I had one armful of squiggly baby and my other hand was precariously balancing a tray loaded with Happy Meals and life-sustaining Diet Coke (for me, not the kids, because pumping them full of caffeine and sticking them back in the van for the remainder of the trip would be suicide). Oh, and I'm a nurse. I've worked in a lot (lot!) of nursing homes in my time. Just so you know.

I smiled and said, "Yes! It is!" Evan's shoes are untied approximately 107% of the time. I really don't care. But Old Guy was not okay with this situation.

"Well, aren't you gonna tie it?" he said accusingly.

This struck me as ridiculous.

We exchanged blank stares for a minute, Old Guy waiting for me to tie the shoe and me considering the possibility that he was experiencing some degree of synaptic failure.

"Right, then!" I chirped and turned away.

Turns out Old Guy was seated at the table next to us. He was the only gentleman present, surrounded by a bevy of glowing, bewigged female admirers. Over his coffee and fish sandwich, he was holding forth about all sorts of stuff. I was kind of caught up in making sure the baby wasn't trying to steal my fries and listening to the big kids argue about important plot devices in "Madagascar 2," so I certainly wasn't paying attention to Old Guy's diatribe.

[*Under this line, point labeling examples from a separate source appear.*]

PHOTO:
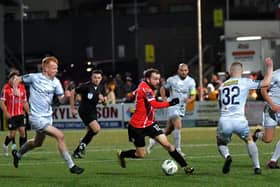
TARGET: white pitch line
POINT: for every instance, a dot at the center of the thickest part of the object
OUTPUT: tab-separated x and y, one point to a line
85	160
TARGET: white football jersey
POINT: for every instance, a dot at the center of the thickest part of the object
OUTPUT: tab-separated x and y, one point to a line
274	91
233	94
182	89
42	90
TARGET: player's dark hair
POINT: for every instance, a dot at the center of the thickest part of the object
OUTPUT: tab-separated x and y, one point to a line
97	71
148	72
47	60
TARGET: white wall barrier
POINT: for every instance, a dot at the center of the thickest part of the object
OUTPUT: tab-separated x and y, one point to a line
117	116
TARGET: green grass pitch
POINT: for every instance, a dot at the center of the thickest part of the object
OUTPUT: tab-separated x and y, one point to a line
43	167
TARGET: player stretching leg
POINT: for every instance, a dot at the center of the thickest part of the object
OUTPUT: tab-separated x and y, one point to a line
232	98
271	117
180	86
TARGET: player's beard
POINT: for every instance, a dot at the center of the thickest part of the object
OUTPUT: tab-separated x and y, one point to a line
182	77
151	86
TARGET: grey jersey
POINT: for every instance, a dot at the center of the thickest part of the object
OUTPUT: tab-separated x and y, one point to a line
42	90
182	89
274	91
233	94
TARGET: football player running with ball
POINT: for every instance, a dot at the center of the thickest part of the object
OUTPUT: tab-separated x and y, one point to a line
271	117
143	122
180	86
232	99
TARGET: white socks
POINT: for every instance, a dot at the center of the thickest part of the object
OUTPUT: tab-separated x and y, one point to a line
223	150
254	154
66	156
259	135
177	138
276	153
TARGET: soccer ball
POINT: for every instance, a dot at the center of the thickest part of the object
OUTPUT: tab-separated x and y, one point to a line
169	167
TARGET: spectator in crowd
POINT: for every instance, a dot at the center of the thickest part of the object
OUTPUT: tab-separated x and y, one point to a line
13	102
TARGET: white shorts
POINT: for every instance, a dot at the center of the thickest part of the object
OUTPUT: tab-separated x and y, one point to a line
227	126
270	119
40	123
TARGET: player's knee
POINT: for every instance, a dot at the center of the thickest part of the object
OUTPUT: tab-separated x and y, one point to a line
169	147
60	137
267	139
221	141
140	154
37	143
96	130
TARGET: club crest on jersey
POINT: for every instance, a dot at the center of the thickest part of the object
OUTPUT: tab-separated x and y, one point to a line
90	95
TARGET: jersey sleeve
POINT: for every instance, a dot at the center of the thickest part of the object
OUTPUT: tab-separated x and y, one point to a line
168	83
192	88
80	89
28	78
150	96
24	97
3	94
253	84
58	88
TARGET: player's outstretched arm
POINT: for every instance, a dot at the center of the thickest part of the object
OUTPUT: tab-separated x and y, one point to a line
268	75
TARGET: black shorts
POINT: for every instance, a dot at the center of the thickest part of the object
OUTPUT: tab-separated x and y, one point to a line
15	122
88	118
137	135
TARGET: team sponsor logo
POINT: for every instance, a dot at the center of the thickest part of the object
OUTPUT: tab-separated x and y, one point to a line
90	95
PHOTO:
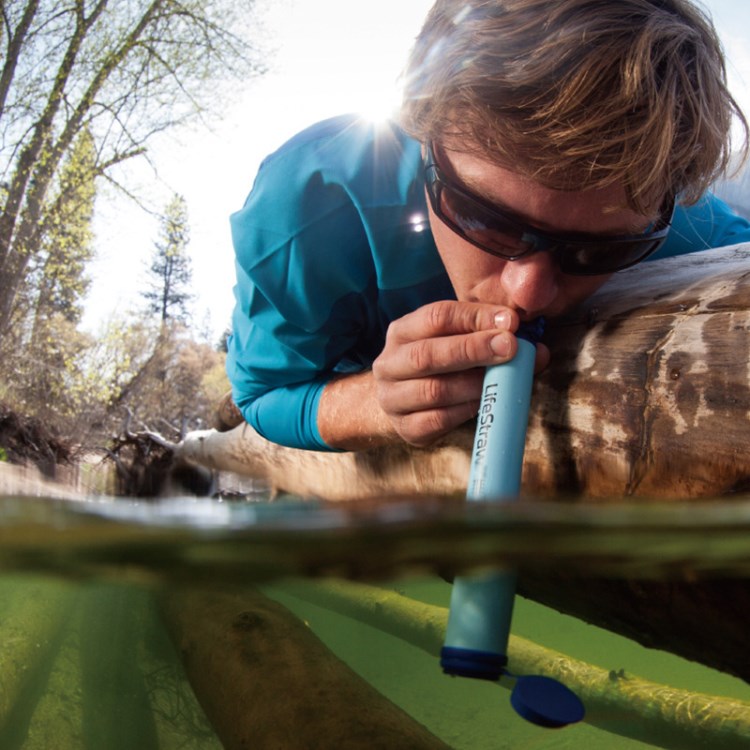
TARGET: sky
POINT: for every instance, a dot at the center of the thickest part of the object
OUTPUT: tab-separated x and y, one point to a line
324	58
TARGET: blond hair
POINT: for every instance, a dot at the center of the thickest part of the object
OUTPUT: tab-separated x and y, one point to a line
578	93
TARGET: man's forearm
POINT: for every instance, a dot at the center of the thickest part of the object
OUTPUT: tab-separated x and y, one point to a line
350	417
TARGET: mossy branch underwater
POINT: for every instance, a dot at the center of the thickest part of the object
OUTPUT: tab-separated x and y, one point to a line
621	703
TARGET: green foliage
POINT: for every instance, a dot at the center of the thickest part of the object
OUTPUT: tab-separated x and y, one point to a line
115	73
84	86
170	273
58	282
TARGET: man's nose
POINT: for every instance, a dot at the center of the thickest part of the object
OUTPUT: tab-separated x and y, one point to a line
531	284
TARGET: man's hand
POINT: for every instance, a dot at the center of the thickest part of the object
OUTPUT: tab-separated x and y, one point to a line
429	375
426	381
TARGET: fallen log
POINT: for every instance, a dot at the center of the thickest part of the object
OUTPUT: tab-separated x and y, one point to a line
647	394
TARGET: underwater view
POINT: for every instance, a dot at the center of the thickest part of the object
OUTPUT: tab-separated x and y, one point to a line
212	624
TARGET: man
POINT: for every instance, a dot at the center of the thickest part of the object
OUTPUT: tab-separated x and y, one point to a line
550	144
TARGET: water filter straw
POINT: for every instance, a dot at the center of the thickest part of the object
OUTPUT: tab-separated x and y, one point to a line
481	607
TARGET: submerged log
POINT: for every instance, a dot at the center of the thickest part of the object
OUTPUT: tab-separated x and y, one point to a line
266	681
621	703
648	394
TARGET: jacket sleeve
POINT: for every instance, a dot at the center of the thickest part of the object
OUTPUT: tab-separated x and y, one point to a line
303	297
707	224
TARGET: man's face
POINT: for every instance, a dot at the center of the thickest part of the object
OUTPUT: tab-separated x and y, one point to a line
533	285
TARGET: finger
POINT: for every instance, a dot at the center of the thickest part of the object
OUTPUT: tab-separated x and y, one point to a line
446	354
405	396
543	357
448	317
424	427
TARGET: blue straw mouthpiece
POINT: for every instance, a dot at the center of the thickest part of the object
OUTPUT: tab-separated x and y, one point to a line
546	702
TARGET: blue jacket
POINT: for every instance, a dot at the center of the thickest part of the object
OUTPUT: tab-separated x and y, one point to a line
332	245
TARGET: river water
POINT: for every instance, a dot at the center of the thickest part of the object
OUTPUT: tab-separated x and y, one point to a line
193	623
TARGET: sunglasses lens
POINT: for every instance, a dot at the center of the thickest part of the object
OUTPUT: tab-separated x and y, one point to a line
488	229
592	259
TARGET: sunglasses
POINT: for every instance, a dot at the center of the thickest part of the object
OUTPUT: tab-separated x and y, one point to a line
496	232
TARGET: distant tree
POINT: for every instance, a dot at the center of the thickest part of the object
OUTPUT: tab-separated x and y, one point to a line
123	70
67	242
170	270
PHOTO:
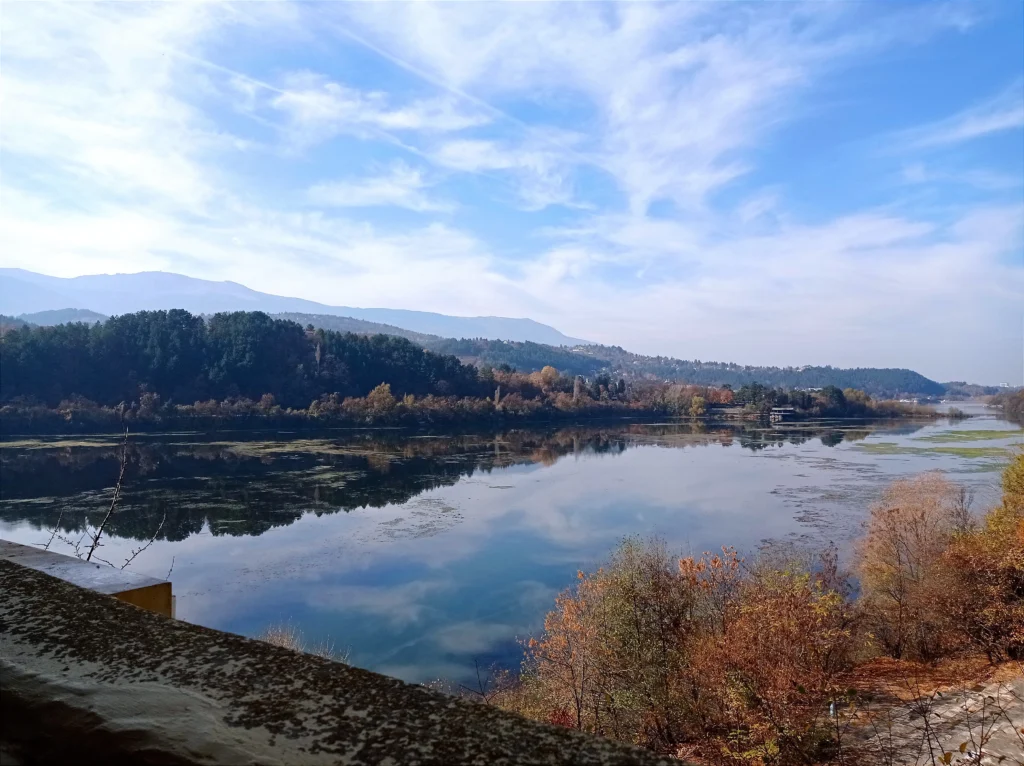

But then. Then I overheard him say, "And that will definitely get you laid."

I swear that's what he said. His adoring audience smiled benignly. They didn't really react as I would have. But I swear to God he was telling them how to get laid in The Home.

I think Evan spilled his milk right about then so I had to tear my attention away from his geriatric wisdom. But this half-unglued-alpha-male-octagenarian totally made my day.